The optimization of aerospace structures is a very complex problem, owing to the hundreds of design variables a multidisciplinary optimization may contain, so that multilevel optimization is required. This paper presents recent developments to the optimization software VICONOPT MLO, a multilevel optimization interface between the analysis and design software packages VICONOPT and MSC/NASTRAN. The software developed, VICONOPT MLOP (Multilevel Optimization with Postbuckling) incorporates postbuckling behaviour, allowing individual panels to buckle before the design load is reached, while carrying load at a reduced stiffness.
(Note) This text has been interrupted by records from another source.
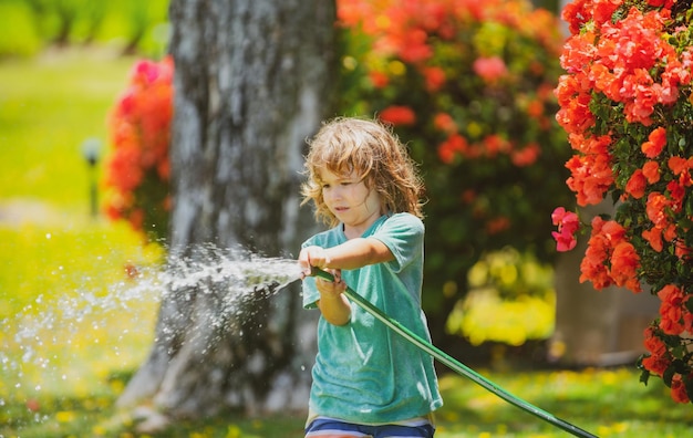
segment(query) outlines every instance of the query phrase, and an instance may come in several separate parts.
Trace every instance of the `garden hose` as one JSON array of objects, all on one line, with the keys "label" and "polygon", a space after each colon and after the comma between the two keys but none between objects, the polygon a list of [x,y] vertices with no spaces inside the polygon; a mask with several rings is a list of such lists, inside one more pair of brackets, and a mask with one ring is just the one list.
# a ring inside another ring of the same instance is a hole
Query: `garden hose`
[{"label": "garden hose", "polygon": [[[328,281],[334,281],[334,275],[332,275],[329,272],[325,272],[319,268],[312,268],[312,275],[316,277],[320,277],[324,280]],[[487,378],[485,378],[484,376],[479,375],[478,373],[476,373],[474,369],[467,367],[466,365],[462,364],[461,362],[458,362],[457,359],[453,358],[452,356],[449,356],[448,354],[446,354],[445,352],[443,352],[442,350],[437,348],[436,346],[434,346],[433,344],[431,344],[430,342],[423,340],[421,336],[418,336],[417,334],[415,334],[414,332],[410,331],[408,328],[406,328],[404,325],[402,325],[400,322],[393,320],[392,317],[387,316],[383,311],[381,311],[380,309],[377,309],[375,305],[373,305],[370,301],[368,301],[366,299],[364,299],[363,296],[361,296],[359,293],[356,293],[356,291],[354,291],[353,289],[351,289],[349,285],[346,285],[346,290],[344,291],[344,295],[346,295],[346,298],[349,298],[351,301],[353,301],[354,303],[356,303],[360,307],[362,307],[364,311],[369,312],[371,315],[375,316],[377,320],[380,320],[382,323],[384,323],[386,326],[389,326],[390,328],[392,328],[395,333],[397,333],[399,335],[403,336],[406,341],[411,342],[412,344],[414,344],[415,346],[417,346],[418,348],[421,348],[422,351],[424,351],[425,353],[428,353],[431,356],[433,356],[434,358],[438,359],[442,364],[446,365],[447,367],[449,367],[451,369],[453,369],[454,372],[456,372],[457,374],[467,377],[469,379],[472,379],[474,383],[476,383],[477,385],[482,386],[483,388],[494,393],[495,395],[497,395],[498,397],[503,398],[504,400],[508,401],[511,405],[515,405],[516,407],[547,421],[550,423],[551,425],[563,429],[567,432],[572,434],[576,437],[590,437],[590,438],[597,438],[596,435],[592,435],[583,429],[580,429],[579,427],[562,420],[560,418],[557,418],[556,416],[547,413],[544,409],[540,409],[534,405],[531,405],[528,401],[523,400],[521,398],[518,398],[514,395],[511,395],[510,393],[506,392],[505,389],[503,389],[501,387],[499,387],[498,385],[494,384],[493,382],[488,380]]]}]

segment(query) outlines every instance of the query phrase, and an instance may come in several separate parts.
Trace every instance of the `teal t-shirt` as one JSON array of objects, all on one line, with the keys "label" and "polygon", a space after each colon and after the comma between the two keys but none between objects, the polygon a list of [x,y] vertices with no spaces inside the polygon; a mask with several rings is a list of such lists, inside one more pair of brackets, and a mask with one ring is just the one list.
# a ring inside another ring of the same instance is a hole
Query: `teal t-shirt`
[{"label": "teal t-shirt", "polygon": [[[382,241],[394,254],[386,263],[343,270],[351,289],[402,325],[431,341],[421,309],[424,225],[410,213],[383,216],[362,236]],[[313,236],[302,247],[345,242],[342,225]],[[303,281],[303,306],[316,307],[314,278]],[[318,322],[312,369],[312,413],[359,424],[387,424],[425,416],[443,405],[433,358],[352,303],[351,321]]]}]

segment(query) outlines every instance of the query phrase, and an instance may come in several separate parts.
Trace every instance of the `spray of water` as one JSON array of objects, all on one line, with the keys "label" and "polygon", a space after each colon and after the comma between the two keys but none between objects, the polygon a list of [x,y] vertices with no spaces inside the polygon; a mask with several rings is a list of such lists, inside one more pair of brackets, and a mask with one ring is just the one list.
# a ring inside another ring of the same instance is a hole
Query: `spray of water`
[{"label": "spray of water", "polygon": [[[44,421],[48,417],[32,400],[65,387],[89,395],[94,388],[85,374],[103,377],[112,368],[136,367],[153,342],[158,304],[168,294],[213,293],[223,305],[221,321],[251,317],[241,314],[248,309],[241,304],[251,302],[258,290],[263,298],[267,291],[278,293],[299,273],[292,259],[205,244],[169,255],[164,267],[128,267],[107,288],[82,286],[63,296],[39,293],[20,312],[0,320],[0,424],[12,423],[17,411],[10,409],[18,405],[34,411],[31,421]],[[84,278],[86,284],[93,280]],[[22,424],[10,427],[21,429]]]}]

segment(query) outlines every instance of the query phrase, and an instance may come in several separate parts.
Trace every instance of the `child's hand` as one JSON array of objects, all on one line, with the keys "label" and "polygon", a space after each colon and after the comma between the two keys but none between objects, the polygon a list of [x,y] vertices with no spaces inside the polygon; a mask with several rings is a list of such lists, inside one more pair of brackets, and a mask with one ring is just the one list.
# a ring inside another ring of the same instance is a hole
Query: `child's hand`
[{"label": "child's hand", "polygon": [[334,281],[329,281],[323,278],[316,280],[316,286],[318,288],[318,292],[320,292],[321,300],[325,296],[334,299],[346,290],[346,283],[342,281],[342,271],[339,269],[330,269],[328,271],[334,275]]},{"label": "child's hand", "polygon": [[[306,247],[299,254],[299,267],[301,268],[301,279],[311,275],[312,268],[325,269],[330,263],[330,258],[324,248]],[[335,279],[337,280],[337,279]]]}]

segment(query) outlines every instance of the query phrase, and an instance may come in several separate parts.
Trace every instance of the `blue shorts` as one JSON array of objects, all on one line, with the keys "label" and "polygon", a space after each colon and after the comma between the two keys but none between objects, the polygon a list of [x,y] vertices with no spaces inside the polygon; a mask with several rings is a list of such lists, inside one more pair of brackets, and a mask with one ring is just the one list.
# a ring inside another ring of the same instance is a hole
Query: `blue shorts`
[{"label": "blue shorts", "polygon": [[433,438],[435,428],[430,424],[421,426],[364,426],[344,423],[333,418],[318,418],[306,428],[306,438],[328,436],[359,438]]}]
By combining two iterative cycles the first of which (known as the analysis cycle) calculates these reduced postbuckling stiffnesses at an individual panel level in order to converge on an appropriate load distribution at a whole structure or system level and the second of which (known as the design cycle) optimizes individual panels based on this load redistribution to converge on an optimized mass for the whole structure. The paper provides a detailed overview of the functionality of the software and a case study is conducted into the optimization of a composite aircraft wing. The results of the case study show substantial mass savings, proving the software’s capabilities when dealing with such problems. The time taken for this multilevel optimization also demonstrates the efficiency of the software.